Deux limites sont inscrites dans l'article lui-même. Aucune copie du relevé ne peut être délivrée : il s'agit donc d'un droit de consultation et non d'un droit de détention. Et la communication ne vaut pas notification des décisions qui ne sont pas encore définitives, si bien qu'elle ne fait courir aucun délai de recours.
Une protection mérite d'être connue avant d'utiliser cette voie. L'article 781 du Code de procédure pénale punit d'une amende de 7 500 euros quiconque se fait remettre par la personne concernée tout ou partie des mentions de ce relevé intégral : c'est donc un document à lire pour soi-même, et que personne n'a le droit de vous demander de produire.
Voie d'effacement une : la réhabilitation légale
Le droit français ne laisse pas les condamnations figurer indéfiniment au dossier. Les articles 133-12 à 133-17 du Code pénal organisent la réhabilitation, qui existe sous une forme automatique et sous une forme judiciaire.

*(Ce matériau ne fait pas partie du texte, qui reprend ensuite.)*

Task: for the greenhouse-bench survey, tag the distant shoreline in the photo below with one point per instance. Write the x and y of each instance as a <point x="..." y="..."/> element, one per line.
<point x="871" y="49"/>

La réhabilitation légale intervient de plein droit, sans qu'aucune demande ne soit nécessaire, à condition que la personne n'ait pas été condamnée à nouveau à une peine criminelle ou correctionnelle pendant le délai concerné. L'article 133-13 fixe trois délais : trois ans pour une amende ou un jour-amende, à compter du paiement ou de la prescription ; cinq ans pour une peine unique d'emprisonnement n'excédant pas un an, ou pour une peine autre que la réclusion, la détention, l'emprisonnement, l'amende ou le jour-amende, à compter de l'exécution de la peine ou de la prescription ; et dix ans pour une peine unique d'emprisonnement n'excédant pas dix ans, ou pour plusieurs peines d'emprisonnement dont le total n'excède pas cinq ans. Une précision modifie ces trois délais. Lorsque la personne a été condamnée pour des faits commis en état de récidive légale, l'article 133-13 double chacun de ces délais : le délai de trois ans devient six ans et celui de dix ans devient vingt ans.
Lorsque la peine a été assortie d'un sursis, le délai court à compter de la date à laquelle la condamnation est réputée non avenue, et non à compter de la peine elle-même. C'est un détail qu'il convient de vérifier avec attention, car il peut décaler l'échéance de plusieurs années.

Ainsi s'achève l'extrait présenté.